" La reprise d’un débat politique intense aux Etats-Unis, à la fin des années 1990, sur le déploiement à court terme d’un système de défense antimissile national (NMD) trouva les alliés européens de l’Otan généralement non préparés et réticents à faire face aux développements stratégiques auxquels le débat américain répondait. "2 De fait, les premières réactions européennes furent souvent négatives, ainsi que le reconnaît ce même document. Quand l’administration Clinton commença, à la fin de l’année 1999, à lancer un processus de consultation en Europe, elle se trouva généralement confrontée à des gouvernements alliés " qui n’avaient pas réfléchi à la plupart des grandes questions stratégiques liées au problème de la défense antimissile depuis plusieurs années et étaient au mieux sceptiques, dans la plupart des cas, négatifs " quant aux projets américains. D’autant plus que la gestion du dossier par l’administration donna le sentiment aux Européens d’être mis devant le fait accompli.

Techniquement, l’accord des alliés européens sur la défense antimissile n’est pas nécessaire pour les Etats-Unis. Mais il est hautement désirable, sous peine de créer des divergences importantes au sein de l’Alliance atlantique : la nouvelle administration en est parfaitement consciente, qui s’est empressée de balayer la distinction entre défense du territoire et défense de théâtre, qui relèvent pourtant de deux logiques différentes, au profit d’une approche globale et complémentaire explicitement destinée à séduire ses alliés européens. Rappelons en effet que ces derniers ont d’ores et déjà intégré la défense de théâtre dans leur concept, aux fins de protection des troupes à l’extérieur, et que plusieurs projets, tels que Aster en France, sont en cours de développement.

Consultation, association, participation... : quel rôle pour les pays européens et l’Union européenne dans les projets américains ?

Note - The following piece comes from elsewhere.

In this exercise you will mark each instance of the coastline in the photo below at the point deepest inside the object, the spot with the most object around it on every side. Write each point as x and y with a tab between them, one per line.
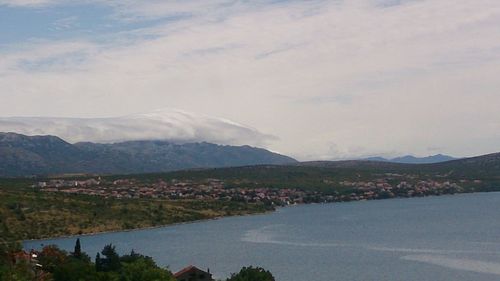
151	227
277	208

Il n’existe pas, à ce jour, de position commune européenne sur la défense antimissile : comme l’ont souligné le chancelier allemand et le Ministre des Affaires étrangères français, il n’existe pas non plus de projet sur lequel prendre une telle position. Pour reprendre les mots de M. Hubert Védrine, le 26 février dernier, " il y a à l’heure actuelle dans les politiques de défense des grands pays occidentaux une combinaison entre les systèmes offensifs, défensifs et de dissuasion nucléaire. Les Américains disent avoir une idée qui modifie cette combinaison. Mais quelle sera-t-elle ? ".

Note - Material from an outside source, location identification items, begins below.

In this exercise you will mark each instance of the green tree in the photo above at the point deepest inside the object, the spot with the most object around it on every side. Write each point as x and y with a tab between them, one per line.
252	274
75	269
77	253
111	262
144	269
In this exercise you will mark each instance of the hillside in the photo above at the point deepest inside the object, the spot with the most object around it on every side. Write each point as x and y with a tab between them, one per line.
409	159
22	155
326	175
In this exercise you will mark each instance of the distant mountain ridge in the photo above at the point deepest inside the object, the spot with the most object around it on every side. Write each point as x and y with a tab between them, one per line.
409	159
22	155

En dépit d’une multiplication des prises de position des différents dirigeants européens au cours des dernières semaines, souvent présentées par la presse comme témoignant d’un ralliement progressif des alliés européens, un examen attentif des déclarations révèle bien plutôt une attitude prudente de la part des pays européens. Plusieurs facteurs expliquent cette attitude : le souci de chacun des pays européens membres de l’Union de ne pas se démarquer de ses partenaires alors que se construit une capacité d’intervention militaire autonome ; la volonté de préserver un dialogue ouvert avec la Russie sur ce dossier ; des budgets militaires volontairement limités ; une attitude généralement plus favorable à la non-prolifération qu’à la contre-prolifération et, enfin, une opinion publique totalement insensible à la menace balistique.

Au-delà de ces déterminants communs, les positions des principaux pays européens qui se sont exprimés sur le sujet font apparaître des nuances, qui révèlent leurs intérêts propres en la matière.

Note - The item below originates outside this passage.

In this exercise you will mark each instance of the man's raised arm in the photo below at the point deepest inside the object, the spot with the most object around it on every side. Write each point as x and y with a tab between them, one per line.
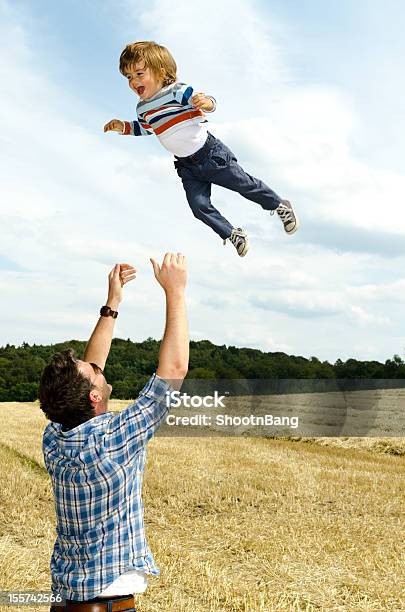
174	350
98	347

La France est extrêmement sensible à l’impact de la défense antimissile sur le désarmement et la non-prolifération. C’est pour ce motif qu’elle s’est montrée très réservée sur les projets présentés par l’administration Clinton, mettant notamment en avant les faiblesses du discours américain sur la menace et la disproportion entre la " menace " et les moyens mis en _uvre pour la contrer. Elle estimait ainsi en mai 2000, par la voie de son Ministre des Affaires étrangères, qu’elle n’était " pas certaine que la menace posée par les rogue states était suffisamment claire pour valoir le déploiement potentiellement déstabilisant d’un bouclier américain antimissile controversé ". Elle se refuse aujourd’hui à se prononcer sur le sujet, faute d’un projet concret. Il est à noter qu’elle est néanmoins perçue aux Etats-Unis comme l’allié le plus réservé sur les projets américains.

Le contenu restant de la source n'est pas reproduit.